Pour commencer, la fixation du smig est un pouvoir réglementaire. Et, en vertu de théorie l'ordre diachronique, qui fait référence à l'idée selon laquelle l'ordre juridique se développe et se transforme au fil du temps. Soulignant l'importance de prendre en compte l'évolution des normes et des décisions dans le temps, afin de comprendre comment les règles s'adaptent et se modifient au gré des changements constitutionnels, législatifs, jurisprudentiels et des nécessités sociétales; La compétence de fixation du smig doit être analysée au regard de l'angle chronologique des compétences depuis l'avènement de la constitution de 2006 de la république démocratique du Congo.

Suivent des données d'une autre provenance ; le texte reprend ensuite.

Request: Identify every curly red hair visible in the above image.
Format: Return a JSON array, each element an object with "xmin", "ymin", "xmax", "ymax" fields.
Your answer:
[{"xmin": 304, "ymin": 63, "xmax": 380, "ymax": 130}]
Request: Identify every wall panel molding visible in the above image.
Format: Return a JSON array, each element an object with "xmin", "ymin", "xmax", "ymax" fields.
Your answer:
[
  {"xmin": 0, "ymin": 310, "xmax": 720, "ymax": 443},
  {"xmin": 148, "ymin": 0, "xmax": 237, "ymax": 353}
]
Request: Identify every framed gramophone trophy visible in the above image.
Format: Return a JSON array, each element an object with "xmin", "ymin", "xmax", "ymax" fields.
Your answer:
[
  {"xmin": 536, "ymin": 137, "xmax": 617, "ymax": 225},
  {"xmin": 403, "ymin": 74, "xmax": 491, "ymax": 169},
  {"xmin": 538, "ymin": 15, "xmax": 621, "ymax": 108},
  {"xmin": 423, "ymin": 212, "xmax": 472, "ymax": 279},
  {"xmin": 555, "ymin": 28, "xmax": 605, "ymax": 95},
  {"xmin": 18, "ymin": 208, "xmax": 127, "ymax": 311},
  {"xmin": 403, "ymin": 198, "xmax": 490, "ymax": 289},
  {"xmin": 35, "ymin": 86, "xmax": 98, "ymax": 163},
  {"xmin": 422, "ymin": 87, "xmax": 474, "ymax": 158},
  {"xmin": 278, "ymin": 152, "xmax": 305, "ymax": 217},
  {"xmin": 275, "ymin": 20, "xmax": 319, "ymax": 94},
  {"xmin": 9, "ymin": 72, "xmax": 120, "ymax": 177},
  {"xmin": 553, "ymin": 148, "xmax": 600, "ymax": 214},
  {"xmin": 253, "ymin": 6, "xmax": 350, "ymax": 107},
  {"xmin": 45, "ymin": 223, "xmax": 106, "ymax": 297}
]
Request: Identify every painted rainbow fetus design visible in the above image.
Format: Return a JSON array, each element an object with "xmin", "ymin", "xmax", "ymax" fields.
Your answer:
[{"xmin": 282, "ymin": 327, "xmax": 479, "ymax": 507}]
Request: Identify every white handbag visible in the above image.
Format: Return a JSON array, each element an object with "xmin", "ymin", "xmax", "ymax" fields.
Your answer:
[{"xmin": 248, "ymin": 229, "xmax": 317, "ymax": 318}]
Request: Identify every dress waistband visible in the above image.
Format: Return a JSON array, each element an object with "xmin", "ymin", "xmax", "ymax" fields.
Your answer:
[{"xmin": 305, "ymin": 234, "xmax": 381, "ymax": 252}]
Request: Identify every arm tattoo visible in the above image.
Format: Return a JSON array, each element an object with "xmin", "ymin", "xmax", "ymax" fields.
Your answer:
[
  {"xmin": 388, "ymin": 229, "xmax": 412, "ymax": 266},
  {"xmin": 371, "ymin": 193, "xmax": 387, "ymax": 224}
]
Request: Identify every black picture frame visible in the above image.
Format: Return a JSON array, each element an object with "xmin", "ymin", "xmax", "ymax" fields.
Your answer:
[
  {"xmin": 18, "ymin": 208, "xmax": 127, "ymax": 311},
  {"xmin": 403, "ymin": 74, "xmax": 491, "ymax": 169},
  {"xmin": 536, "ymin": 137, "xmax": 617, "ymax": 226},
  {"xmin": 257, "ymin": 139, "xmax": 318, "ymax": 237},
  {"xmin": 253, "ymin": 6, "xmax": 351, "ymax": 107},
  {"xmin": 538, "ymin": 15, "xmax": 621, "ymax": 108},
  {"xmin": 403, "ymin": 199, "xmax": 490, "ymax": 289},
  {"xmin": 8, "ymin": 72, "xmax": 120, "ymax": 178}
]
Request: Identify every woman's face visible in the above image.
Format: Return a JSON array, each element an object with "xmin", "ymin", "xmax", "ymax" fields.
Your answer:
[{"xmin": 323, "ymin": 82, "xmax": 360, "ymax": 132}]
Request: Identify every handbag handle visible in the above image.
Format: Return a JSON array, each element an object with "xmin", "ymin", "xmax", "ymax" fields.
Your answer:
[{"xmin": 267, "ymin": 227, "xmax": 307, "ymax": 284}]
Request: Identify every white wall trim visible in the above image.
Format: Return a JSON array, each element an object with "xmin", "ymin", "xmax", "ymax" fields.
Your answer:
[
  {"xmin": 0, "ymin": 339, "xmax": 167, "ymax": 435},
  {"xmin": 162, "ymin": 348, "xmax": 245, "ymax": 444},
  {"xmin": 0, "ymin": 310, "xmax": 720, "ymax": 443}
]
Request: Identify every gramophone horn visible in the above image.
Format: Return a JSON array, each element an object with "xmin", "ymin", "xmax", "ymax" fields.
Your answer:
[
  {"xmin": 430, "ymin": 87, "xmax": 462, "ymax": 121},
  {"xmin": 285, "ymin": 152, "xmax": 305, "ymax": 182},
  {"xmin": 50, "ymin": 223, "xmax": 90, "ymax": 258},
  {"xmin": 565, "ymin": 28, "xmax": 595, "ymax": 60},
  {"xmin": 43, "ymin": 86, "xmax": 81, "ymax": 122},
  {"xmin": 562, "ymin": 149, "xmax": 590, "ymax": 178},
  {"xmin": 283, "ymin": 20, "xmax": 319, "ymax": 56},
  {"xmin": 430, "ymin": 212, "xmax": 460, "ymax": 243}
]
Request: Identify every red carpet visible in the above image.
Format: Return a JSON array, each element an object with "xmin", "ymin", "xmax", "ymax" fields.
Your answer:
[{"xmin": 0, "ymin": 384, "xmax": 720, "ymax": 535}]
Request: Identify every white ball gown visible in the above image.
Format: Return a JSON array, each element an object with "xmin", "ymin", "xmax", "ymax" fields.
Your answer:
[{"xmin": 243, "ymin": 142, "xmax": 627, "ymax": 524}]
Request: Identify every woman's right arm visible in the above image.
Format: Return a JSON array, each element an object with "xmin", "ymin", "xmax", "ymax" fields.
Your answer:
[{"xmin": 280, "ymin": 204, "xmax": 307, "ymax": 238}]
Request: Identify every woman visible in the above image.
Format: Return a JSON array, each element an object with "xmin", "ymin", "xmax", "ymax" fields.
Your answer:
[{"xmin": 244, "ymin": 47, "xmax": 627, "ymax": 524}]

Avant 2006, le détenteur du pouvoir réglementaire était le président, raison pour laquelle, il agissait par voie de décret. Après l'avènement de la nouvelle constitution, le détenteur du pouvoir réglementaire n'est plus le président de la république mais plutôt le premier ministre. Ceci ressort de l'article 92 de la constitution du 18 février 2006 telle que modifiée à ce jour.

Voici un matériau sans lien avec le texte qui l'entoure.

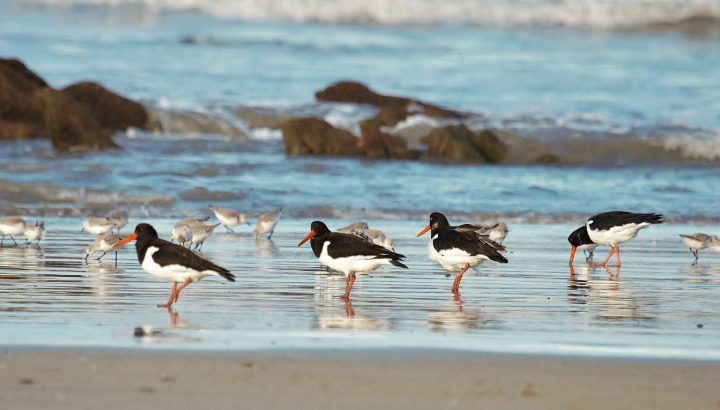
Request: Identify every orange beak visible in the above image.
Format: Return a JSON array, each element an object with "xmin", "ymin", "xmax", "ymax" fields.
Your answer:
[
  {"xmin": 417, "ymin": 225, "xmax": 430, "ymax": 238},
  {"xmin": 570, "ymin": 246, "xmax": 577, "ymax": 265},
  {"xmin": 113, "ymin": 233, "xmax": 137, "ymax": 248},
  {"xmin": 298, "ymin": 231, "xmax": 316, "ymax": 248}
]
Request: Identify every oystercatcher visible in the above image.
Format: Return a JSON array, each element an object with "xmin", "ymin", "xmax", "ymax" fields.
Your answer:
[
  {"xmin": 298, "ymin": 221, "xmax": 408, "ymax": 300},
  {"xmin": 0, "ymin": 216, "xmax": 27, "ymax": 246},
  {"xmin": 417, "ymin": 212, "xmax": 508, "ymax": 293},
  {"xmin": 568, "ymin": 225, "xmax": 599, "ymax": 265},
  {"xmin": 23, "ymin": 220, "xmax": 45, "ymax": 246},
  {"xmin": 469, "ymin": 222, "xmax": 510, "ymax": 245},
  {"xmin": 680, "ymin": 232, "xmax": 713, "ymax": 265},
  {"xmin": 85, "ymin": 233, "xmax": 123, "ymax": 263},
  {"xmin": 80, "ymin": 218, "xmax": 115, "ymax": 236},
  {"xmin": 253, "ymin": 208, "xmax": 282, "ymax": 239},
  {"xmin": 210, "ymin": 205, "xmax": 250, "ymax": 233},
  {"xmin": 585, "ymin": 211, "xmax": 665, "ymax": 267},
  {"xmin": 105, "ymin": 209, "xmax": 127, "ymax": 233},
  {"xmin": 187, "ymin": 222, "xmax": 220, "ymax": 250},
  {"xmin": 114, "ymin": 223, "xmax": 235, "ymax": 308}
]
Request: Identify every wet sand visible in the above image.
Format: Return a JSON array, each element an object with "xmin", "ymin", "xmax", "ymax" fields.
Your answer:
[{"xmin": 0, "ymin": 348, "xmax": 720, "ymax": 409}]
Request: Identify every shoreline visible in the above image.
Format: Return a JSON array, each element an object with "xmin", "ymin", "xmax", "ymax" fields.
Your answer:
[{"xmin": 0, "ymin": 347, "xmax": 720, "ymax": 409}]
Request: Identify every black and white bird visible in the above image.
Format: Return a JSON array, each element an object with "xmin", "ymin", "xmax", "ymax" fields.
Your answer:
[
  {"xmin": 114, "ymin": 223, "xmax": 235, "ymax": 308},
  {"xmin": 298, "ymin": 221, "xmax": 407, "ymax": 300},
  {"xmin": 417, "ymin": 212, "xmax": 508, "ymax": 293},
  {"xmin": 85, "ymin": 232, "xmax": 123, "ymax": 263},
  {"xmin": 680, "ymin": 232, "xmax": 713, "ymax": 265},
  {"xmin": 585, "ymin": 211, "xmax": 665, "ymax": 267},
  {"xmin": 210, "ymin": 205, "xmax": 250, "ymax": 233},
  {"xmin": 568, "ymin": 225, "xmax": 599, "ymax": 265},
  {"xmin": 0, "ymin": 216, "xmax": 27, "ymax": 246}
]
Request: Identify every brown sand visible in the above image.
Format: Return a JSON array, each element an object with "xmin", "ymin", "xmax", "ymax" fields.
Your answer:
[{"xmin": 0, "ymin": 348, "xmax": 720, "ymax": 410}]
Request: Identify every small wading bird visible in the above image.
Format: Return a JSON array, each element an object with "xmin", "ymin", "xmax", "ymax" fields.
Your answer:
[
  {"xmin": 584, "ymin": 211, "xmax": 665, "ymax": 267},
  {"xmin": 114, "ymin": 223, "xmax": 235, "ymax": 308},
  {"xmin": 24, "ymin": 221, "xmax": 45, "ymax": 245},
  {"xmin": 85, "ymin": 233, "xmax": 122, "ymax": 263},
  {"xmin": 680, "ymin": 232, "xmax": 714, "ymax": 265},
  {"xmin": 298, "ymin": 221, "xmax": 407, "ymax": 300},
  {"xmin": 210, "ymin": 205, "xmax": 250, "ymax": 233},
  {"xmin": 417, "ymin": 212, "xmax": 508, "ymax": 293}
]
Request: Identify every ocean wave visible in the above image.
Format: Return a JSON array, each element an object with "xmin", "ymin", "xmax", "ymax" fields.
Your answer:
[{"xmin": 16, "ymin": 0, "xmax": 720, "ymax": 28}]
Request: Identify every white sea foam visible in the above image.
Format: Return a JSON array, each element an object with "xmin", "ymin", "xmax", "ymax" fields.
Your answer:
[
  {"xmin": 16, "ymin": 0, "xmax": 720, "ymax": 28},
  {"xmin": 654, "ymin": 131, "xmax": 720, "ymax": 161}
]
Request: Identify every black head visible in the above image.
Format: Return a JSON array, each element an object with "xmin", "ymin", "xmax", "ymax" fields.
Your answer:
[
  {"xmin": 568, "ymin": 225, "xmax": 595, "ymax": 247},
  {"xmin": 135, "ymin": 223, "xmax": 158, "ymax": 239}
]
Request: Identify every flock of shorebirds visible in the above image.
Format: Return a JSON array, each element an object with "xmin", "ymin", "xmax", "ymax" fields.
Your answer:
[{"xmin": 0, "ymin": 206, "xmax": 720, "ymax": 308}]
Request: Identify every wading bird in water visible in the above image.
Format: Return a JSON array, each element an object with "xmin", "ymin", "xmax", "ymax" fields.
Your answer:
[
  {"xmin": 417, "ymin": 212, "xmax": 508, "ymax": 293},
  {"xmin": 114, "ymin": 223, "xmax": 235, "ymax": 308},
  {"xmin": 298, "ymin": 221, "xmax": 407, "ymax": 300}
]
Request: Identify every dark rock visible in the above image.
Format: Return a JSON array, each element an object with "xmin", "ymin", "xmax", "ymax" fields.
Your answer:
[
  {"xmin": 428, "ymin": 125, "xmax": 487, "ymax": 164},
  {"xmin": 0, "ymin": 59, "xmax": 48, "ymax": 139},
  {"xmin": 36, "ymin": 88, "xmax": 117, "ymax": 150},
  {"xmin": 0, "ymin": 59, "xmax": 142, "ymax": 150},
  {"xmin": 62, "ymin": 82, "xmax": 148, "ymax": 130},
  {"xmin": 360, "ymin": 120, "xmax": 415, "ymax": 159},
  {"xmin": 234, "ymin": 107, "xmax": 293, "ymax": 129},
  {"xmin": 470, "ymin": 129, "xmax": 508, "ymax": 163},
  {"xmin": 282, "ymin": 118, "xmax": 364, "ymax": 156},
  {"xmin": 315, "ymin": 81, "xmax": 464, "ymax": 121},
  {"xmin": 147, "ymin": 107, "xmax": 247, "ymax": 139}
]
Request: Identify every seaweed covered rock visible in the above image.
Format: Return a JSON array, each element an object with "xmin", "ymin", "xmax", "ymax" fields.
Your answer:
[
  {"xmin": 360, "ymin": 120, "xmax": 416, "ymax": 159},
  {"xmin": 36, "ymin": 88, "xmax": 117, "ymax": 150},
  {"xmin": 62, "ymin": 82, "xmax": 148, "ymax": 130},
  {"xmin": 282, "ymin": 117, "xmax": 364, "ymax": 156},
  {"xmin": 315, "ymin": 81, "xmax": 464, "ymax": 126}
]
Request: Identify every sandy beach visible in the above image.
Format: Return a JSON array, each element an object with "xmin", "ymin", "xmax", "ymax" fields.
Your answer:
[{"xmin": 0, "ymin": 348, "xmax": 720, "ymax": 409}]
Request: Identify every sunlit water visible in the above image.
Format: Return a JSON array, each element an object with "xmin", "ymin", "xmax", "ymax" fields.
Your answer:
[{"xmin": 0, "ymin": 218, "xmax": 720, "ymax": 360}]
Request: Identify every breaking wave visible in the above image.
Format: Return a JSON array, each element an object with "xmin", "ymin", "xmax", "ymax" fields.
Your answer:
[{"xmin": 16, "ymin": 0, "xmax": 720, "ymax": 29}]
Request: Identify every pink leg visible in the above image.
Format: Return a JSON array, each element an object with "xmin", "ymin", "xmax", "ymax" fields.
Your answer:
[
  {"xmin": 158, "ymin": 282, "xmax": 177, "ymax": 309},
  {"xmin": 340, "ymin": 273, "xmax": 355, "ymax": 299},
  {"xmin": 593, "ymin": 245, "xmax": 616, "ymax": 266},
  {"xmin": 608, "ymin": 245, "xmax": 620, "ymax": 268},
  {"xmin": 451, "ymin": 263, "xmax": 470, "ymax": 293}
]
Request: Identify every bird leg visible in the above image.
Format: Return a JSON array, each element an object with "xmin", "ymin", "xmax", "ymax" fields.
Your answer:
[
  {"xmin": 593, "ymin": 245, "xmax": 615, "ymax": 266},
  {"xmin": 158, "ymin": 282, "xmax": 177, "ymax": 309},
  {"xmin": 175, "ymin": 278, "xmax": 192, "ymax": 302},
  {"xmin": 340, "ymin": 273, "xmax": 355, "ymax": 300},
  {"xmin": 608, "ymin": 244, "xmax": 620, "ymax": 268},
  {"xmin": 451, "ymin": 263, "xmax": 470, "ymax": 293}
]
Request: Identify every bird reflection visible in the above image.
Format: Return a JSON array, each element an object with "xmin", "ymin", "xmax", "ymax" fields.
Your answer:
[
  {"xmin": 133, "ymin": 307, "xmax": 200, "ymax": 343},
  {"xmin": 428, "ymin": 292, "xmax": 492, "ymax": 331},
  {"xmin": 568, "ymin": 263, "xmax": 653, "ymax": 325}
]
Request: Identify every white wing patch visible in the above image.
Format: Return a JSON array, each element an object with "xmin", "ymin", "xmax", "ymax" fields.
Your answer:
[
  {"xmin": 318, "ymin": 241, "xmax": 391, "ymax": 275},
  {"xmin": 142, "ymin": 246, "xmax": 218, "ymax": 283}
]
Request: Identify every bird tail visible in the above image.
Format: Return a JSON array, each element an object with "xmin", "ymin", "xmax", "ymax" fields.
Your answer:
[
  {"xmin": 643, "ymin": 214, "xmax": 665, "ymax": 224},
  {"xmin": 390, "ymin": 259, "xmax": 409, "ymax": 269}
]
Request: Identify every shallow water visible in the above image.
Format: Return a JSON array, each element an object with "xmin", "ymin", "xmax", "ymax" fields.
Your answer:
[{"xmin": 0, "ymin": 218, "xmax": 720, "ymax": 360}]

Il s'ensuit que le président de la république demeure détenteur d'un pouvoir réglementaire résiduel, spécifié par la constitution. Faisant suite à ces éléments, il faudrait identifier si la compétence de fixation du SMIG fait partie du domaine réglementaire du président de la République. Effectivement non ! Parmi les compétences résiduelles du président, la fixation du SMIG n'en fait plus partie. Bien que le président Joseph Kabila a pris cette ordonnance en 2008 fixant le smig à 1680 FC. Ceci ne change en rien la situation sur la compétence de l'autorité qui doit prendre l'acte. C’est une violation de la loi. Ce pourquoi Bruno TSHIBALA a cru corriger cette erreur, en la corrigeant avec une autre erreur.

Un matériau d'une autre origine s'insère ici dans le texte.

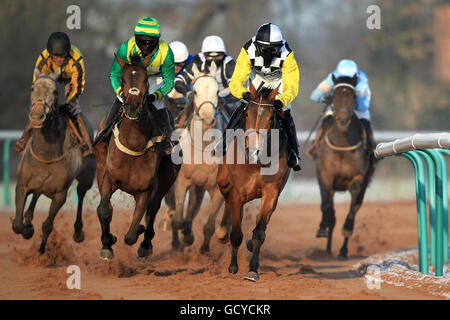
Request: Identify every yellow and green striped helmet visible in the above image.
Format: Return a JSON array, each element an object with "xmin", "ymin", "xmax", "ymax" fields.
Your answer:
[{"xmin": 134, "ymin": 17, "xmax": 161, "ymax": 38}]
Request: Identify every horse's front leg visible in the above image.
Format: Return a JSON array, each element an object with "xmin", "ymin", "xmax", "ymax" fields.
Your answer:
[
  {"xmin": 172, "ymin": 172, "xmax": 187, "ymax": 249},
  {"xmin": 182, "ymin": 185, "xmax": 205, "ymax": 246},
  {"xmin": 39, "ymin": 189, "xmax": 67, "ymax": 254},
  {"xmin": 244, "ymin": 189, "xmax": 279, "ymax": 281},
  {"xmin": 97, "ymin": 173, "xmax": 117, "ymax": 260},
  {"xmin": 200, "ymin": 187, "xmax": 224, "ymax": 253},
  {"xmin": 339, "ymin": 178, "xmax": 365, "ymax": 258},
  {"xmin": 125, "ymin": 191, "xmax": 150, "ymax": 246}
]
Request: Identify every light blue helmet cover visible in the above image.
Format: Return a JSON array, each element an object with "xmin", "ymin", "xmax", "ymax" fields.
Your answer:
[{"xmin": 333, "ymin": 59, "xmax": 358, "ymax": 78}]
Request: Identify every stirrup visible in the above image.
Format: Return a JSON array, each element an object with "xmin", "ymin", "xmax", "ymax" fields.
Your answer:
[{"xmin": 305, "ymin": 145, "xmax": 317, "ymax": 161}]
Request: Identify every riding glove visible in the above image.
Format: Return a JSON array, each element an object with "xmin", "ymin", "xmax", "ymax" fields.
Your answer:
[{"xmin": 273, "ymin": 100, "xmax": 283, "ymax": 110}]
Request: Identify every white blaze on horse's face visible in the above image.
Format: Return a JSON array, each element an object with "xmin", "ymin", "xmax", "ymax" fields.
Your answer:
[{"xmin": 192, "ymin": 76, "xmax": 219, "ymax": 124}]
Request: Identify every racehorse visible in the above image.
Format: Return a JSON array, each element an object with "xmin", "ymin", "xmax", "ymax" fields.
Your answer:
[
  {"xmin": 172, "ymin": 63, "xmax": 224, "ymax": 253},
  {"xmin": 316, "ymin": 76, "xmax": 375, "ymax": 258},
  {"xmin": 216, "ymin": 82, "xmax": 290, "ymax": 281},
  {"xmin": 159, "ymin": 90, "xmax": 205, "ymax": 231},
  {"xmin": 12, "ymin": 68, "xmax": 95, "ymax": 253},
  {"xmin": 95, "ymin": 55, "xmax": 179, "ymax": 260}
]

Qu'à cela ne tienne, étant donné que la constitution du 18 février 2006 dans son article 204.17 fait référence aux provinces concernant la fixation du SMIG, et étant donné que le détenteur du pouvoir réglementaire au niveau des provinces c'est le gouverneur, celui-ci détient donc la compétence de fixer le smig de la province dans laquelle il est élu.
Il reste peu satisfant parce qu'on observe que le constituant a dissocié trois concepts intimement liés par le législateur de 2002. Ce faisant, en oubliant de jeter son dévolu sur ce qui concerne la fixation du taux d'allocations familiales et de la contre-valeur du logement, ceux-ci reste de la compétence du premier ministre.
Il en va de même pour la fixation des smig dans des zones uniques, les Gouverneurs sont compétents selon qu'il s'agit de fixer le smig dans les zones uniques de leurs provinces. En outre, la compétence revient au premier ministre de déterminer(identifier) les zones uniques.
Par ailleurs, la compétence de fixer les modalités en vertu desquelles les smig seront fixer reste celle de la compétence du premier ministre car la constitution ne parle que de fixation du smig et non de la détermination des modalités de fixation du smig qui demeure une précision Ahurissant.
Le président quant à lui, n’a plus des compétences en rapport avec le smig, car, dans l’esprit du législateur de 2002, celui-ci tient compte de l’acte et non de la fonction.